By Academic-Back-3639 • Score: 0 • April 14, 2025 7:26 PM
I (21M) have been in a relationship with my girlfriend (21F) for two years. She's been battling serious mental health issues—depression, OCD, and anxiety—for as long as I’ve known her. It’s been getting worse lately. For the past several weeks, she’s been barely functioning, often acting like a child who needs constant attention and care. I’ve been the one taking care of her—emotionally, practically, everything. Her world revolves around me, and mine has shrunk down to revolve around her needs.
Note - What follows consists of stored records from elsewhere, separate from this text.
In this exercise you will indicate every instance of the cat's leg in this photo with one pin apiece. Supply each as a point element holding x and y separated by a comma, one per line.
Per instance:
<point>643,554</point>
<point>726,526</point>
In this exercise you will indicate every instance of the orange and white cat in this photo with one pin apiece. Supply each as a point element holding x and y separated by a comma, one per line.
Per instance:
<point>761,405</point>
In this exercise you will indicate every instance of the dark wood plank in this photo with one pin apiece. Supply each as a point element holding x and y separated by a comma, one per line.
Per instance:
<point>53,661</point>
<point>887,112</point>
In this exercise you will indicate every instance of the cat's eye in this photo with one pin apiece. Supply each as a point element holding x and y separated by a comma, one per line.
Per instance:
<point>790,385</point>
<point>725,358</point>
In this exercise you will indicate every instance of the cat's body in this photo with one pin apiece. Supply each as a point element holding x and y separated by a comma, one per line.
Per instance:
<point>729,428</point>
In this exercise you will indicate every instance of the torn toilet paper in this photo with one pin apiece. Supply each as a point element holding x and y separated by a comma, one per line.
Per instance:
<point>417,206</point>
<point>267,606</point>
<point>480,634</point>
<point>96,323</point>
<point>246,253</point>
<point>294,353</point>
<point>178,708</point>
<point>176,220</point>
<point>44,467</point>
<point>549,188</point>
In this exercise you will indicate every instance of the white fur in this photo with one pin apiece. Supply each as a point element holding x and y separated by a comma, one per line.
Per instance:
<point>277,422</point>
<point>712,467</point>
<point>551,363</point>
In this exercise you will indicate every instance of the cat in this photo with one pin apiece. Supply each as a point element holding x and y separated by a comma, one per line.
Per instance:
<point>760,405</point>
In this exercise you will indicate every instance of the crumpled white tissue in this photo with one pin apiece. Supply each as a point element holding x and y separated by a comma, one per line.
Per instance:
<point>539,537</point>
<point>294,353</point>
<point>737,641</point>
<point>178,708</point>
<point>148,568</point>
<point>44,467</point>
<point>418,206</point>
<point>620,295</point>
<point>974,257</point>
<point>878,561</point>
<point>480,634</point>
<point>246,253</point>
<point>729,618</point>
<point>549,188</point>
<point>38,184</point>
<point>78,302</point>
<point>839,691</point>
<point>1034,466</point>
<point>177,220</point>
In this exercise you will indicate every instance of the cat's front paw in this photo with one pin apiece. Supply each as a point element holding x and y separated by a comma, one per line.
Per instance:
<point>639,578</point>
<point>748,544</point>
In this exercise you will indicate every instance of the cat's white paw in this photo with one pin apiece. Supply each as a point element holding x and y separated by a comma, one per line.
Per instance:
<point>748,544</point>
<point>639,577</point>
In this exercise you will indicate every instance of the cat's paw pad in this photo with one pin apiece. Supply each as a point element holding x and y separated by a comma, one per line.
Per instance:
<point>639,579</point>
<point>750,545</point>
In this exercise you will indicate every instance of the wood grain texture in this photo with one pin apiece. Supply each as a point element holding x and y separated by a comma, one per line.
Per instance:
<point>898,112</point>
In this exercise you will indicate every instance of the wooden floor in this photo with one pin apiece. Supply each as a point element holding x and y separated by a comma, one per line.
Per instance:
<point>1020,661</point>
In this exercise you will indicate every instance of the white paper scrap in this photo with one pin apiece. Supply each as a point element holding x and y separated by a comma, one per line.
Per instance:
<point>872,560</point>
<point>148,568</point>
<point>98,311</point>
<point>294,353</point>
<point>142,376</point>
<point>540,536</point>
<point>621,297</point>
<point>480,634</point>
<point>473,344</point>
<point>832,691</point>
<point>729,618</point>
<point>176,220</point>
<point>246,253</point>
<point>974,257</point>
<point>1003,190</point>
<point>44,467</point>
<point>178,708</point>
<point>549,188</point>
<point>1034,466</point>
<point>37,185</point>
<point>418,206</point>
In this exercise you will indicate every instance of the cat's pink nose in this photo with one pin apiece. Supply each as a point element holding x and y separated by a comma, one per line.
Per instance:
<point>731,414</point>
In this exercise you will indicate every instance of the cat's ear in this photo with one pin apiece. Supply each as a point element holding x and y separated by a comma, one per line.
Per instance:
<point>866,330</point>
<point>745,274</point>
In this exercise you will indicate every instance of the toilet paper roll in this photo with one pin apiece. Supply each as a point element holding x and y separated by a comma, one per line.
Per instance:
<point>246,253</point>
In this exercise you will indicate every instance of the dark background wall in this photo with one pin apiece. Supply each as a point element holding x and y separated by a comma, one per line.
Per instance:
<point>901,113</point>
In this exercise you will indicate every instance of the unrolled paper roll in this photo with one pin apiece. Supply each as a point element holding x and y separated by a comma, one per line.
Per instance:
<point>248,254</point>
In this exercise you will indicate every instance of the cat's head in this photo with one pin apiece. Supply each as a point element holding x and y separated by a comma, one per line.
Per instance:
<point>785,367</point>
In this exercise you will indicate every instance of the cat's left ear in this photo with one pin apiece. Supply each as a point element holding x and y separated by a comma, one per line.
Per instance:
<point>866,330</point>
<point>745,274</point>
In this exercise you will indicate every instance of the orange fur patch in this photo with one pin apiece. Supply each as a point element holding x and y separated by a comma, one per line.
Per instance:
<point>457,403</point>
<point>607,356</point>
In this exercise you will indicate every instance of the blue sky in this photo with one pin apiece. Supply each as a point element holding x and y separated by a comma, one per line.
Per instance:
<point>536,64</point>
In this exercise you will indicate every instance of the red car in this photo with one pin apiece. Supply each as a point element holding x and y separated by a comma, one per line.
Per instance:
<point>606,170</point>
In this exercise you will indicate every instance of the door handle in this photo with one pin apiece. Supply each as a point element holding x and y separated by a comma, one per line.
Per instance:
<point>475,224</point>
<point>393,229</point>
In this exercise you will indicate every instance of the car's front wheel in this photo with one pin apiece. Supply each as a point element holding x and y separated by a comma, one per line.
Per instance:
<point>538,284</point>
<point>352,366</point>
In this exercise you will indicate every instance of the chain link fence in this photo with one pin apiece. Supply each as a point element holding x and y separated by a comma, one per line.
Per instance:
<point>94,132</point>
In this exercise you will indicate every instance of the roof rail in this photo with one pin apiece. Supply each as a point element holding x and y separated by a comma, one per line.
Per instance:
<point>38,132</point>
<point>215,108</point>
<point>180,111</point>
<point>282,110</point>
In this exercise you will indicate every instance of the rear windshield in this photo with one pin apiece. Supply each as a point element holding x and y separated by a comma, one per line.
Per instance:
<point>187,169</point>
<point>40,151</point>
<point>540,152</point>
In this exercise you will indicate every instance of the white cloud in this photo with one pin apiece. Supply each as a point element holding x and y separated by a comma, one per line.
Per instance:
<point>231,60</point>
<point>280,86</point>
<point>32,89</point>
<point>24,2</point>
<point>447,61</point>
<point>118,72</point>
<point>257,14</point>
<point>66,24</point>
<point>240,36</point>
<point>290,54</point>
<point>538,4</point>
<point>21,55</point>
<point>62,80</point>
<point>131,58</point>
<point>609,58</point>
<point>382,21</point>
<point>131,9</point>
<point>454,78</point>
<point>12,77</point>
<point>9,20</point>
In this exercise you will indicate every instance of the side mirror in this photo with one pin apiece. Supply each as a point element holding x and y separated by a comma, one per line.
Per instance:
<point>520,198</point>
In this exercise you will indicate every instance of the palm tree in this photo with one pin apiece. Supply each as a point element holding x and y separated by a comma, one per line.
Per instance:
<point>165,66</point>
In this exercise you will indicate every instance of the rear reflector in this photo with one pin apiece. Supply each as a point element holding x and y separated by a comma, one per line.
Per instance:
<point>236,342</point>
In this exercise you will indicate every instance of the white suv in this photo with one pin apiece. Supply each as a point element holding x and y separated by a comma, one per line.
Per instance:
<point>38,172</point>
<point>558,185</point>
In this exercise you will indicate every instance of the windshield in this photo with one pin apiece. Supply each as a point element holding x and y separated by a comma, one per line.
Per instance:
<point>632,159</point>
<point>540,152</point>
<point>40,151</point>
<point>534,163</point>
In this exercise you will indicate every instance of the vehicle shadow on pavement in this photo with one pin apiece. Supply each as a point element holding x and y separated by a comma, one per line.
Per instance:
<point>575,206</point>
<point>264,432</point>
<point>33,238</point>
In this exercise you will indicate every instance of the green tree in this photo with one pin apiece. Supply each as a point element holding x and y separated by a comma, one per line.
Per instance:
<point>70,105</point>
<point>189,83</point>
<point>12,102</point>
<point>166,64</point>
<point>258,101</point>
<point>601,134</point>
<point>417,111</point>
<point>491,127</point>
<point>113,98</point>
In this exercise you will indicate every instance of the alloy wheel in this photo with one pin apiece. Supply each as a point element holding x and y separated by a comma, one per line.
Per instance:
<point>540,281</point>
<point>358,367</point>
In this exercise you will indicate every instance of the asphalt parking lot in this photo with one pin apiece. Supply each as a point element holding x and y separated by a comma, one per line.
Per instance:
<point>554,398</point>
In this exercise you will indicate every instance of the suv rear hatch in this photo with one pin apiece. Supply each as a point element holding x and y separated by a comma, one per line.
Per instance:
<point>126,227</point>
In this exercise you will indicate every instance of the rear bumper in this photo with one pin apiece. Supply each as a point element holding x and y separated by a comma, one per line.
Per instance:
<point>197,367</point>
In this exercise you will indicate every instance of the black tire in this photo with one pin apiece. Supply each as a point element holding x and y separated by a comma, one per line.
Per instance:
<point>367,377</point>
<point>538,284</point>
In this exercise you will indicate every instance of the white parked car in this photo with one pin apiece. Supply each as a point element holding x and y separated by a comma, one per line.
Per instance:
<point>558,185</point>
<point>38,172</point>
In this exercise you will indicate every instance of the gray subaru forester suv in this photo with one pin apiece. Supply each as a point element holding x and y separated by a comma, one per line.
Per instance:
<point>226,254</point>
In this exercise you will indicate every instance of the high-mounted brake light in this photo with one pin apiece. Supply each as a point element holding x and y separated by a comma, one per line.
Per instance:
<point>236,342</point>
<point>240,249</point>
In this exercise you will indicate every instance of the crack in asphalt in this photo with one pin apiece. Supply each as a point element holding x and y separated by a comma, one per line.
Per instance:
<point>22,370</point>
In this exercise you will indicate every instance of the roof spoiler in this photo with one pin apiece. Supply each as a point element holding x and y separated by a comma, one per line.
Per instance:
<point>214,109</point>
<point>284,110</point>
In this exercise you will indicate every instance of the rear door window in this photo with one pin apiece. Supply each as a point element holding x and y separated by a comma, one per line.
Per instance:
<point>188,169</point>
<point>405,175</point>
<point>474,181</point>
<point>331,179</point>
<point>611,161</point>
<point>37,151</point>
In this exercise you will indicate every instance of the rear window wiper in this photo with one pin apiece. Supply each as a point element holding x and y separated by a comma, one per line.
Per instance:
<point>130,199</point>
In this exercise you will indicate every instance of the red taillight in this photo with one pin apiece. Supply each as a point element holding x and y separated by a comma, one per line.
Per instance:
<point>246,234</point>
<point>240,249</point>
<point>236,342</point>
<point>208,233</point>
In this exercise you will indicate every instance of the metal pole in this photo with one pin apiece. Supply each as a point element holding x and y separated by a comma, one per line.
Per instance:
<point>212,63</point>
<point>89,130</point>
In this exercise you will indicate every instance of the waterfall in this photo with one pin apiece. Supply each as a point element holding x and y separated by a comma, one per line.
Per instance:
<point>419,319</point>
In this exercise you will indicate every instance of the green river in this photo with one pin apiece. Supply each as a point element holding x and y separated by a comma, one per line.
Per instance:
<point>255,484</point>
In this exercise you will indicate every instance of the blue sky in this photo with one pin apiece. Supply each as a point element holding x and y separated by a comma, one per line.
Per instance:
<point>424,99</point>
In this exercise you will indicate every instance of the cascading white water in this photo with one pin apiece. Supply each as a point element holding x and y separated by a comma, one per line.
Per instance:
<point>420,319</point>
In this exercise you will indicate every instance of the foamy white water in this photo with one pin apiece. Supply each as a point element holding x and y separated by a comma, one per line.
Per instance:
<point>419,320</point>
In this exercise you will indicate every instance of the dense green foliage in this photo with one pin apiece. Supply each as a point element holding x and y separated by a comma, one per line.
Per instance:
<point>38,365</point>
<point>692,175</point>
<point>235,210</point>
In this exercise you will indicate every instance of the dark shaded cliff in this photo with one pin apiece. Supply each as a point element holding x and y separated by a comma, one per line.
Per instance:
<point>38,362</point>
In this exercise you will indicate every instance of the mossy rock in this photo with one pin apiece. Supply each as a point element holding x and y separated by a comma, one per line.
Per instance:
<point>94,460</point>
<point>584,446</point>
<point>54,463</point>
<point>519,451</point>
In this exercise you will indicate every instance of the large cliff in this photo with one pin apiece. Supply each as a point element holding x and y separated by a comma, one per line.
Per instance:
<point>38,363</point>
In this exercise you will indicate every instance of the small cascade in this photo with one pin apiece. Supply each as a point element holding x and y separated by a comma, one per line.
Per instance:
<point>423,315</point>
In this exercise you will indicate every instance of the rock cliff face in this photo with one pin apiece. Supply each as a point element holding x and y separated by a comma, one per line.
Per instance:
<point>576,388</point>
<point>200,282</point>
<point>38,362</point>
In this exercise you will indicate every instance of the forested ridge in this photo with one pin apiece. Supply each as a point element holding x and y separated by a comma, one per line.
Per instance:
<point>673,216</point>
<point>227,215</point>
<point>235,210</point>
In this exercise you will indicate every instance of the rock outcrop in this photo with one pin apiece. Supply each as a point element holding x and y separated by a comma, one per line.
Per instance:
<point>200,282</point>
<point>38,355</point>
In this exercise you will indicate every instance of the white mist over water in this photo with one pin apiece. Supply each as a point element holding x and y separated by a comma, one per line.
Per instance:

She has suicidal tendencies. And that’s probably the most terrifying part. I’ve felt like I can’t leave, no matter how drained I am, because I’m afraid of what might happen to her. She’s said before that I’m her only comfort, the only person she can rely on. And I do care about her. So I’ve stayed.
But the truth is... I feel completely alone. Unheard. Like I don’t exist outside of being her caretaker. No one asks me how I’m doing. I don’t feel loved or understood. I just feel tired. So damn tired.
And about a week ago, I did something I never thought I’d do. I started an affair with my neighbor. She knows about my girlfriend, and we never planned for it to happen—it just... did. And I hate the secrecy, the double life. But the thing is, with her, I feel seen. She gives me emotional comfort that I’ve been starved of for a long time. I know it’s not right, and I carry a lot of guilt with me every day. But it also feels like the only thing keeping me from completely breaking down.
I don’t know what I want anymore. I don’t know how to leave without feeling like I’d destroy someone. But I also don’t know how much longer I can live like this without destroying myself.
I just needed to get this off my chest. I don’t expect advice. I’m just a young guy caught between loving someone, losing myself, and desperately reaching for something that feels like oxygen. AITAH?